Jacqueline PINTO, appellant, v. METROPOLITAN OPERA, et al., respondents.

Decided: April 28, 2009

WILLIAM F. MASTRO, J.P., MARK C. DILLON, JOSEPH COVELLO, and THOMAS A. DICKERSON, JJ. Russo, Scamardella & D'Amato P.C., Staten Island, N.Y. (Michael V. Gervasi of counsel), for appellant. Katz & Rychik, New York, N.Y. (Abe M. Rychik and Andrew Fluger of counsel), for respondents.

In an action to recover damages for personal injuries, the plaintiff appeals from an order of the Supreme Court, Richmond County (McMahon, J.), dated January 18, 2008, which granted the defendants' motion for summary judgment dismissing the complaint.

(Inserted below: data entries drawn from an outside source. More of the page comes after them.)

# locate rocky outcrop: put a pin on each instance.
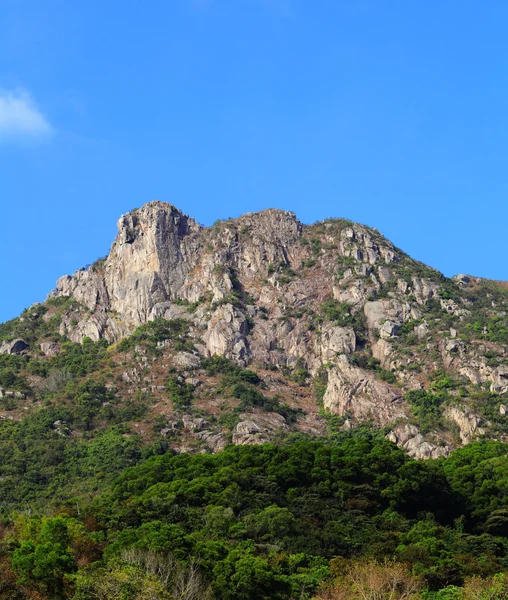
(356, 392)
(254, 289)
(17, 346)
(468, 422)
(257, 429)
(408, 436)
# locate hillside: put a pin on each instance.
(130, 398)
(332, 318)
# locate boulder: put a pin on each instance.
(17, 346)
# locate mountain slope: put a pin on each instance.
(320, 327)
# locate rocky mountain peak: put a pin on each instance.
(334, 305)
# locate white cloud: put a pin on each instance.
(20, 118)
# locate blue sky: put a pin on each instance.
(393, 113)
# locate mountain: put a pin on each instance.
(328, 319)
(236, 413)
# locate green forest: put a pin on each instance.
(349, 516)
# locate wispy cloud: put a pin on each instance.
(20, 119)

ORDERED that the order is affirmed, with costs.

The plaintiff allegedly was injured when she slipped and fell on an accumulation of water at the foot of a staircase in the Metropolitan Opera House, which is owned by the defendant Lincoln Center for the Performing Arts, Inc., and operated by the defendant Metropolitan Opera.   She subsequently commenced this action to recover damages for personal injuries.   The defendants moved for summary judgment dismissing the complaint, arguing, inter alia, that they did not create the alleged hazardous condition and did not have actual or constructive notice thereof.   The plaintiff opposed the motion, contending, among other things, that the defendants had notice of a recurring condition of water being “tracked-in” from outside by patrons during inclement weather, permitting an inference of constructive notice, and that the defendants failed to take reasonable measures to abate the alleged accumulation of water.   The Supreme Court granted the defendants' motion.   We affirm.

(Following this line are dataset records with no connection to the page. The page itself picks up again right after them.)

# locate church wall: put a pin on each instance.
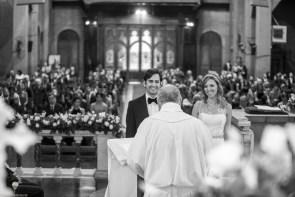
(6, 27)
(20, 38)
(68, 18)
(216, 19)
(282, 15)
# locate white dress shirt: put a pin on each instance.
(169, 151)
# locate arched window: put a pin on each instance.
(68, 48)
(210, 52)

 In this slip-and-fall case, the defendants established their prima facie entitlement to judgment as a matter of law by presenting sufficient evidence to demonstrate that they neither created the alleged dangerous condition nor had actual or constructive notice thereof for a sufficient length of time for their employees to have discovered and remedied it (see Sloane v. Costco Wholesale Corp., 49 A.D.3d 522, 522, 855 N.Y.S.2d 155;  Frazier v. City of New York, 47 A.D.3d 757, 758, 850 N.Y.S.2d 552;  Prusak v. New York City Hous. Auth., 43 A.D.3d 1022, 1022-1023, 841 N.Y.S.2d 455;  Gullo-Georgio v. Dunkin' Donuts Inc., 38 A.D.3d 836, 836-837, 834 N.Y.S.2d 202).   In opposition, the plaintiff failed to raise a triable issue of fact.   The evidence submitted by the plaintiff failed to raise a triable issue of fact as to whether the accumulation of water existed for a period of time sufficient to impute constructive notice to the defendants (see Perlongo v. Park City 3 & 4 Apts., Inc., 31 A.D.3d 409, 411, 818 N.Y.S.2d 158;  Yearwood v. Cushman & Wakefield, 294 A.D.2d 568, 569, 742 N.Y.S.2d 661).   Moreover, assuming that the defendants were aware that water on the floor was a recurring condition in rainy or snowy weather, proof that the defendants were aware of this general condition would not be sufficient to establish constructive notice of the particular wet condition which allegedly caused the plaintiff to slip and fall (see Perlongo v. Park City 3 & 4 Apts., Inc., 31 A.D.3d at 411, 818 N.Y.S.2d 158;  Rogers v. Rockefeller Group Intl., Inc., 38 A.D.3d 747, 750, 832 N.Y.S.2d 600;  Yearwood v. Cushman & Wakefield, 294 A.D.2d at 569, 742 N.Y.S.2d 661).   Accordingly, the Supreme Court properly granted the defendants' motion for summary judgment dismissing the complaint.